Ninguém arrisca dizer o que emergirá da fuligem, mas dificilmente a
Venezuela será a mesma depois da revolta popular que começou na
Universidade de San Cristóbal e se espalhou pelas praças públicas país
afora.
Já para o resto da América Latina, tudo segue serenamente igual.
Enquanto os manifestantes apanhavam nas ruas, ora da polícia, ora dos
bandoleiros chavistas, a reação na região foi discreta. Ou pior. Os
familiares enterravam os primeiros três mortos dos protestos quando os
países membros do Mercosul soltaram uma nota sobre os tumultos. Em papel
timbrado do bloco, declararam seu apoio total ao governo Maduro.
Nenhuma palavra sobre Leopoldo López, líder da oposição que o governo
prenderia sob a acusação fantasiosa de sedição e assassinato. Ou sobre a
mordaça contra a imprensa independente e o bloqueio à internet na
região rebelde. Silêncio total.
Após o ataque dos motoqueiros armados contra estudantes, os países
vizinhos ofereceram apenas o fraternal deixa-disso, convocando "as
partes a continuar aprofundando o diálogo sobre as questões nacionais",
como se fosse uma rusga esportiva.
Assim foi o refrão pelas Américas, alguns companheiros em tons mais
trêmulos que outros. Bolívia, Equador e Nicarágua, países sócios da
aliança bolivariana, seguiram o libreto chavista, condenando a oposição e
sua "tentativa de golpe de Estado".
Já Chile e México, do flanco "conservador" do continente, falaram,
mas suavemente. Da "direita", apenas a Colômbia elevou o tom - e, então,
só para condenar o governo Maduro pelo ato de retirar do ar uma
emissora de TV colombiana.
Não foi diferente na OEA, a Babel da região, onde todos comentaram a
conflagração venezuelana e, em deferência à soberania acima dos direitos
humanos, nada se resolveu. "Parem de fazer vista grossa!", gritaram os
manifestantes na porta da organização, em Washington, enquanto ardiam as
ruas de Caracas e San Cristóbal. "Façam seu trabalho!" Sobrou para os
Estados Unidos o figurino do ogro, na pele do secretário de Estado, John
Kerry. O chanceler americano condenou a violência e cobrou explicações
do governo Maduro pela prisão de Leopoldo López. Depois, engrossou.
"As liberdades de expressão e de reunião pacífica são direitos
humanos universais.
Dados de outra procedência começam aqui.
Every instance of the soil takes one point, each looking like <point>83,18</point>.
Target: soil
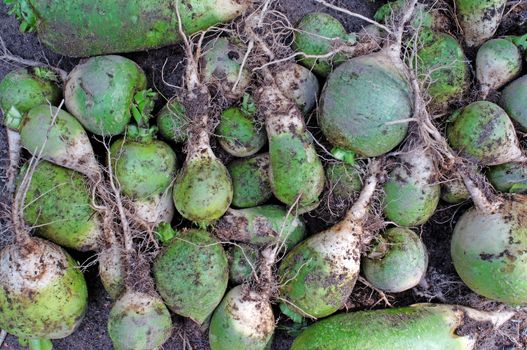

São essenciais para que uma democracia funcione e o
governo venezuelano tem a obrigação de proteger essas liberdades
fundamentais, assim como a segurança de seus cidadãos", afirmou.
Foi a senha para a expulsão de três diplomatas americanos em Caracas e
para um novo refrão de anti-imperialismo. Essa, sim, é a cantilena
conhecida nas Américas. Uma região tão unida e sonora em sua rechaça à
ingerência de Washington e tão melindrada frente à toada bolivariana.